Caitlin Thwaites, Australia
On South Africa
“We’ve had some really close battles against them recently in the Quad Series, so we’re definitely going to have to bring our A game. We had a little sneaky peak at what they’re bringing to the table in this tournament. They’re a really tough opponent. These last two days have been really good for building those connections for us and hopefully we can go in with good confidence.”
Competition for the starting line-up
“I think that’s the amazing thing about our team, we constantly push each other and we’re just trying to get out there and do our best for the team and play the role we’ve been given for that game. Whatever form tht comes in, whether it’s supporting from the bench or coming on as an impact player or whatever it is, we fully embrace that and we’re a team of 12.”
The atmosphere of the Games
“The village is really amazing! It’s been really nice to be a part of the atmosphere around the place. Now that we’ve experienced the opening ceremony and had that hype and that vibe, we’ve definitely got our competition goggles on. It’s 7 games in 11 days, so were looking at recovering and making sure that we’re conserving our energy and not getting too distracted by too much of what’s going on.
“But it’s a great atmosphere and a great vibe to be a part of. To be able to support all the other athletes that are in there and just run into them at dining hall and create a bit of that camaraderie and that team feeling, it’s been really great.”
April Brandley, Australia
“I’ve been working really hard, and the Commonwealth Games is a massive pinnacle of our sport, so you want to be putting out your best netball. I guess that having the amazing girls around me makes me look pretty good! We’ve got an incredible team, everyone’s doing their job which is complementing each other nicely.”
The different styles from each opponent
“It’s awesome to learn the different styles of different countries, things to put into our toolkit for if we come up against them again. It challenges us in new ways which will help us grow as players. Today the shooters were quite unorthodox with their movement, and their timing was a bit different than what we’re used to.
“For us it’s about keeping to our structures and working on the things we need to work on. We can learn from any opposition – the key for us is being unpredictable in a predictable way, so we each know what we’re doing but can hide it a bit more!”
“We did a lot of our performance analysis ahead of the tournament. We want to feel as prepared as we can before coming in, rather than picking things up as we go. Focusing on us is really important at this stage of the competition.”

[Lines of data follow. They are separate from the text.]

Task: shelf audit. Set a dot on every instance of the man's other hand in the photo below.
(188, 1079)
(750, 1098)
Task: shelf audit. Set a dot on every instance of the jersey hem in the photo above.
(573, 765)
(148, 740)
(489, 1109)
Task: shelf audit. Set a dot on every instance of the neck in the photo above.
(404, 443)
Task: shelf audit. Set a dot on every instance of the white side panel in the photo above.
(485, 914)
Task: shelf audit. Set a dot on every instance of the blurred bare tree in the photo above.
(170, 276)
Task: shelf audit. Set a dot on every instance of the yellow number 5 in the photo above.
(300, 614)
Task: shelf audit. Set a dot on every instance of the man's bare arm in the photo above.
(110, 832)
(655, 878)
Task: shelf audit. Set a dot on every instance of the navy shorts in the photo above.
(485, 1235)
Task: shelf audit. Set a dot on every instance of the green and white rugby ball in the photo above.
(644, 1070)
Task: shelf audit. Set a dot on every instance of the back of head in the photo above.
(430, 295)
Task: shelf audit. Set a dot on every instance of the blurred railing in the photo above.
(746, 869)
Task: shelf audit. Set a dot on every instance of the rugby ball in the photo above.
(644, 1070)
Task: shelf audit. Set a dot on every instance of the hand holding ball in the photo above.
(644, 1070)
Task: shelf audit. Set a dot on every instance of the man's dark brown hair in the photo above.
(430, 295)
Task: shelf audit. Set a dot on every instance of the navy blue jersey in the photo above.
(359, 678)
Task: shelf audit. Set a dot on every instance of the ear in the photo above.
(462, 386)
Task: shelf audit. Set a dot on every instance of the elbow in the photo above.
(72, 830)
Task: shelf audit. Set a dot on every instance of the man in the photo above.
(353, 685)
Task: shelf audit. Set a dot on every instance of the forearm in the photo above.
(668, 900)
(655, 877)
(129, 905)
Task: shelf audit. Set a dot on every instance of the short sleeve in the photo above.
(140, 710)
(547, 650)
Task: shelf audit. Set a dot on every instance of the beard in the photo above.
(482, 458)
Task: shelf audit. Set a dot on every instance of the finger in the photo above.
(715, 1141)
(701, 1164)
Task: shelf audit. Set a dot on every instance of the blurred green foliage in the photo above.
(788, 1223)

Coping with distractions during the Games
“It’s really important to be in the moment and take time away from the sport to clear your mind. Do what you might do at home, catch up with your family. Having distance from the sport gives you that freshness when you come back into it. It’s my first Comm Games, I’m relishing every opportunity and trying to soak it all up!”
Kim Ravaillion, Australia
“After last night’s performance we wanted to just step up again. We knew it was going to be a bit unorthodox, so what we put out there will stand us in good stead against South Africa.”
Her instructions for the game
“Keep the confidence, keep the ball speed, keep the defensive pressure, so we’re building on that each and every game. Hopefully when we get to the gold medal match, which is our goal, we want to be super, super good when we get to that game.”
Her combination with Liz Watson
“Liz (Watson) and I grew up playing together in 19s, and I think our connection is getting stronger and stronger the more we play together. We have a lot of fun out there. We’re the same age, and we have the same jokes that we throw at each other, so it shows the connection we have on court and it’s really building.”